For HAD-2 rats, the ANOVA did not reveal a 4-way interaction. However, there were significant main effects for dose [F(4,35) = 5.784, p < 0.001], day [F(4,140) = 7.420, p < 0.001], and time [F(1,35) = 665.101, p < 0.001]. For EtOH intake (Figs. 1c & 1d), the highest (7.5 mg/kg) ivermectin dose reduced EtOH drinking by 50-55% on the 1st day at 4 and 24 hr relative to vehicle-values (p < 0.01). In addition, on the 1st test day, the 5.0 mg/kg ivermectin dose also reduced (∼40%) EtOH drinking, at the 4-hr time point, relative to vehicle-values (p < 0.05; Fig. 1c). Across the last 4 days of alcohol drinking test, the 5.0 and 7.5 mg/kg ivermectin doses reduced (∼30%) EtOH drinking at the 4-hr time point (p < 0.05; Fig. 1c) but there was only ∼21 % reduction for 24-hr time point (p = 0.13) (Fig. 1d).

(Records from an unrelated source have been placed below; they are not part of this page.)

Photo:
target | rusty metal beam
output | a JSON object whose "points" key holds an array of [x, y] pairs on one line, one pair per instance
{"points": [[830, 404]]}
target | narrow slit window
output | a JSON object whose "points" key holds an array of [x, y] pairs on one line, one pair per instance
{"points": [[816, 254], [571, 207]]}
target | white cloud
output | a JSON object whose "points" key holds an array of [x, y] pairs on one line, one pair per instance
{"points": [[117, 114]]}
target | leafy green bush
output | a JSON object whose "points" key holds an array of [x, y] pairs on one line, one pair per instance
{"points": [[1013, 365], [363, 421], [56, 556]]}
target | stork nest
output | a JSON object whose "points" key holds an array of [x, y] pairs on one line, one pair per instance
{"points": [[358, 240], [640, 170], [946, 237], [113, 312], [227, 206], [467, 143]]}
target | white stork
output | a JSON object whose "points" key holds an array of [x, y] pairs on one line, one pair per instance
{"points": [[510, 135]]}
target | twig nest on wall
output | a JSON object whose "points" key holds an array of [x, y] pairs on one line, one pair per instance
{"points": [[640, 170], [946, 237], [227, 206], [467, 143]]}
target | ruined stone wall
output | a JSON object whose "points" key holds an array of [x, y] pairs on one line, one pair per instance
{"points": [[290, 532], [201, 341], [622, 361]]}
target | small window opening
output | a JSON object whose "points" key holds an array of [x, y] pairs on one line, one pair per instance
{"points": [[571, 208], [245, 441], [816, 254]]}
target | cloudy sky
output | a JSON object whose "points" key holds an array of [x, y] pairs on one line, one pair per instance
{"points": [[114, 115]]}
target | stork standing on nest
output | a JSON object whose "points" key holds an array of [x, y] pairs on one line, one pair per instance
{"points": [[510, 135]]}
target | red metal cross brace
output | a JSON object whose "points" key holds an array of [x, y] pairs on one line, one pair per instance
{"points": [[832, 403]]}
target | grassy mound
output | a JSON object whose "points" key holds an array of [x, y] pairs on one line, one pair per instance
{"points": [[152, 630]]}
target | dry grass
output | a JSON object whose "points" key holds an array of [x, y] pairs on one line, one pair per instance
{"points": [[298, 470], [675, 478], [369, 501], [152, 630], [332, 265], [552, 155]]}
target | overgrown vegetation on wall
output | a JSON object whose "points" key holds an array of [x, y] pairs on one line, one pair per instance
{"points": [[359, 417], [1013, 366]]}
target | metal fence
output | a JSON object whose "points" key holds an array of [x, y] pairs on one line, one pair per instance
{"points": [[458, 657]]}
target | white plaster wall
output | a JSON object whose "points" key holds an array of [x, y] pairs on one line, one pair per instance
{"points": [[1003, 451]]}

For 24-hr sucrose intakes by HAD-1 males, the omnibus 3-way ANOVA did not reveal dose × day × time or dose × day interactions, nor were there significant main effects for dose (Table 1).

Table 1. Sucrose intake (ml/kg) by male HAD-1 rats 24 hr following ivermectin treatment.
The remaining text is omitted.